宮地駅から国道57号の阿蘇外輪山の峠、滝室坂に向かって行く。急カーブが連続する滝室坂を登り、峠を越えたが、ここでおもしろいことに気がついた。
一般的な例でいうと、この峠が肥後と豊後の豊肥国境になっておかしくない。ところが峠道を下っても、なかなか大分県には入らない。10キロ近くを走ってやっと大分県に入った。
これは一体、何を意味するのだろうか…。
肥後・豊後の国境線は相当に古いと思われる。肥後は「火国(ひのくに)」が肥前、肥後に分かれてできた国だが、おそらく2国に分国する以前からの国境線であろう。
九州を二分する分水嶺が国境線にならないで、それをはるかに越えたラインが国境線になっているのは、火国の強さを物語っている。

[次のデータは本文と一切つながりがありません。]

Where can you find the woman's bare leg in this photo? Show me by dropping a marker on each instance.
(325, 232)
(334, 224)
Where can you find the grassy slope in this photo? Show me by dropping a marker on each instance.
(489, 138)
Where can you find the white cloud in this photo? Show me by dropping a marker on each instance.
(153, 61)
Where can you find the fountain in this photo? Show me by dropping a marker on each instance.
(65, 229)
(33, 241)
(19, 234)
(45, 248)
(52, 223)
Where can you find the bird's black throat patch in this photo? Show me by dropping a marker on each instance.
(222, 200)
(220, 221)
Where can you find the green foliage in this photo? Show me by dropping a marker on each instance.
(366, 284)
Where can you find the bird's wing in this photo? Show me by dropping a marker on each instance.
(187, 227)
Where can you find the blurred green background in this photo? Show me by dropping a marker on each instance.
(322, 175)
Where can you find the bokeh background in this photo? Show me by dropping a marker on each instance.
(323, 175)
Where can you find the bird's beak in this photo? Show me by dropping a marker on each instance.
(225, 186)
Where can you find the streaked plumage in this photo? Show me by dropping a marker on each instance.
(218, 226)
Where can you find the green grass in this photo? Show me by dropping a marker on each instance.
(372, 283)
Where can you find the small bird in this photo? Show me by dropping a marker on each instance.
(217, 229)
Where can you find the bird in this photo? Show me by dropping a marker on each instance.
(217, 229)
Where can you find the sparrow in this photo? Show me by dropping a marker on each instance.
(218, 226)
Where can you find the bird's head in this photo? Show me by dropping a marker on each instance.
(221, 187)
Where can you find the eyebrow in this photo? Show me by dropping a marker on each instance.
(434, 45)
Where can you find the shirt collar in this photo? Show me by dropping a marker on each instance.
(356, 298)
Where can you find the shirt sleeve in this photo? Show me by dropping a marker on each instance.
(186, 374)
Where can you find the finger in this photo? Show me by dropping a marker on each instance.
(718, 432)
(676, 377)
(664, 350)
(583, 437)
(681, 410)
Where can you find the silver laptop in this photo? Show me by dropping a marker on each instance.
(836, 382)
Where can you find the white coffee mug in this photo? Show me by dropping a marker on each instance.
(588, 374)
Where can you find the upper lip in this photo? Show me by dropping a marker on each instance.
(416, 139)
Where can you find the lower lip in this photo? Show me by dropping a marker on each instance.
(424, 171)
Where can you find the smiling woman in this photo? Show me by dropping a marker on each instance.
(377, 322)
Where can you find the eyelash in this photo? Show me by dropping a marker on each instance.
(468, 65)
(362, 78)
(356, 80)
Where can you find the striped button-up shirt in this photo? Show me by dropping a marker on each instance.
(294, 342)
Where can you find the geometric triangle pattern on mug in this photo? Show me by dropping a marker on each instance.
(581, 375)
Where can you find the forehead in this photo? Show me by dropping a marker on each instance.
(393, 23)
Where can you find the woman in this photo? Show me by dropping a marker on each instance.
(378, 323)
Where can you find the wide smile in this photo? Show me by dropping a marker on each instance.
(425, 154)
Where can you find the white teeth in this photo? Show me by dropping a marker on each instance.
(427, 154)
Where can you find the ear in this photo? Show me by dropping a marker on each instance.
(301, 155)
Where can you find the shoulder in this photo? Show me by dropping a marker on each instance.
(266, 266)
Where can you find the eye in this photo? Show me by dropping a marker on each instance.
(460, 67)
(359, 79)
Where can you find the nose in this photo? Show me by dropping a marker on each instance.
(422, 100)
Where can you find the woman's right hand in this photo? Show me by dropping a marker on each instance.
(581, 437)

その火国の象徴が阿蘇山であり、阿蘇山を御神体にしている阿蘇神社なのだ。阿蘇神社の強さということになるのか。
今の熊本県は「一国一県」。肥後国の全部が熊本県になっている。熊本県のまとまりの良さ、熊本県民の結びつきの強さは、ここから来ているとぼくは思っている。
このような一国一県の例はそれほど多くはない。最強の一国一県だと思われていた長野県は一部が岐阜県になり、今では信濃国=長野県ではなくなっている。

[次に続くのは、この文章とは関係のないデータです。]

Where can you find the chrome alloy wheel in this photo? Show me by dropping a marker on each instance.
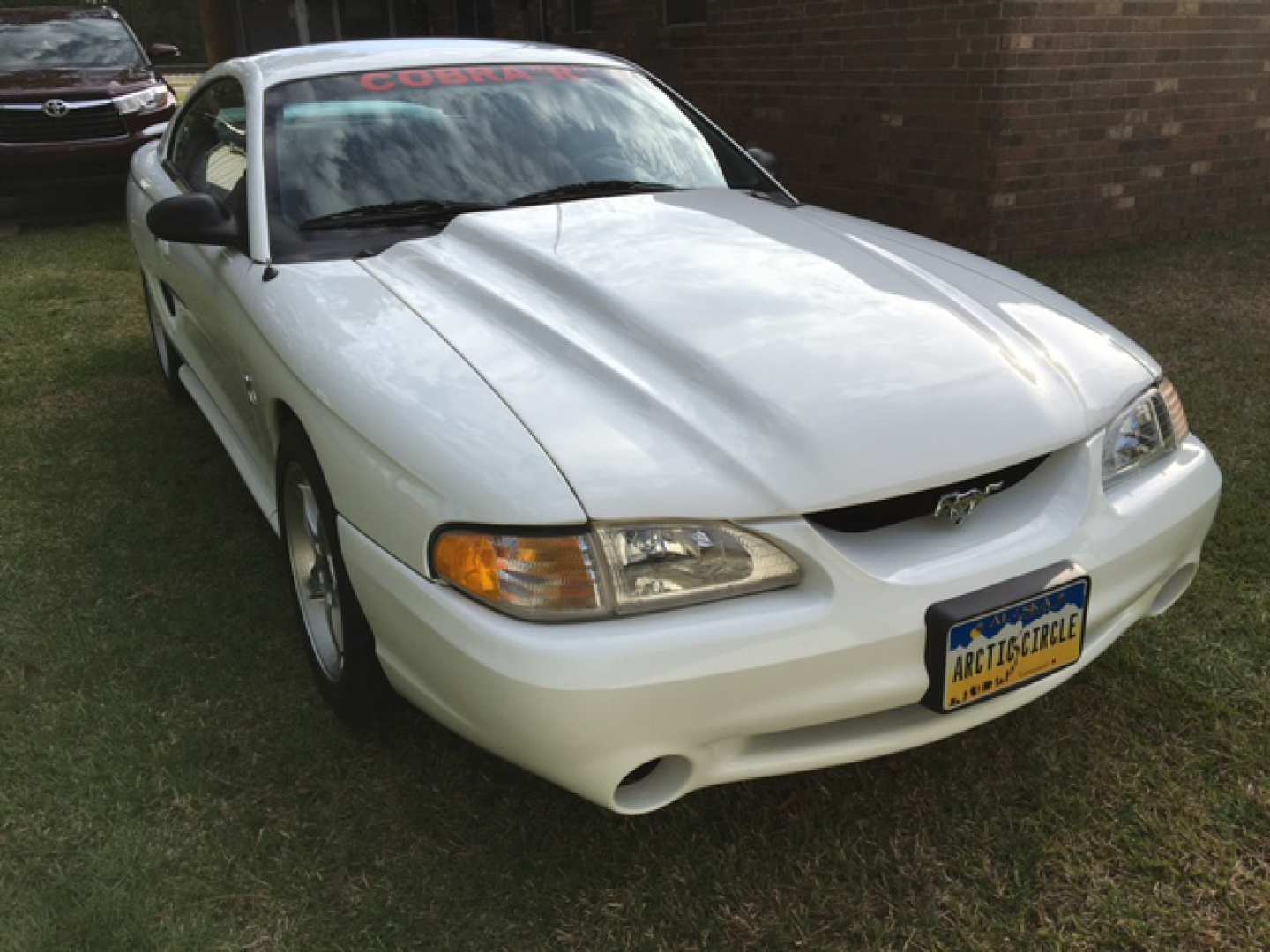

話はそれたが、国道57号で大分県に入るとそこは竹田市。後を振り返ってみても、もう阿蘇山は見えない。
竹田の町には「荒城の月」で知られる岡城址がある。見事な石垣が残り、往時の面影を偲ばせている。石垣の上に立つと、祖母傾の山並みや九重連山が見渡せる。
竹田の町並みを走り抜け、国道502号経由で原尻の滝へ。
緒方川にかかる幅120メートル、高さ20メートルの大滝は、「東洋のナイアガラ」とも称される。滝の上をジクサー150で走っていけるのがすごくいい。
突き当りにはこんもりとした森に囲まれた二の宮社がある。
原尻の滝の起源は、9万年前の阿蘇山の大噴火。この大噴火で発生した大火砕流は、この地にも、何十メートルもの厚さで積もった。それが徐々に冷え固まり、阿蘇溶結凝灰岩と呼ばれる岩石になる時、縦方向の割れ目(柱状節理)が同時にできた。柱を束ねたような状態で立っている大地に川の水が流れ込み、次々に柱を押し倒し、原尻の滝がつくられたのだという。
阿蘇山があっての原尻の滝。ここでも阿蘇山の持つすさまじい力を見せつけられた。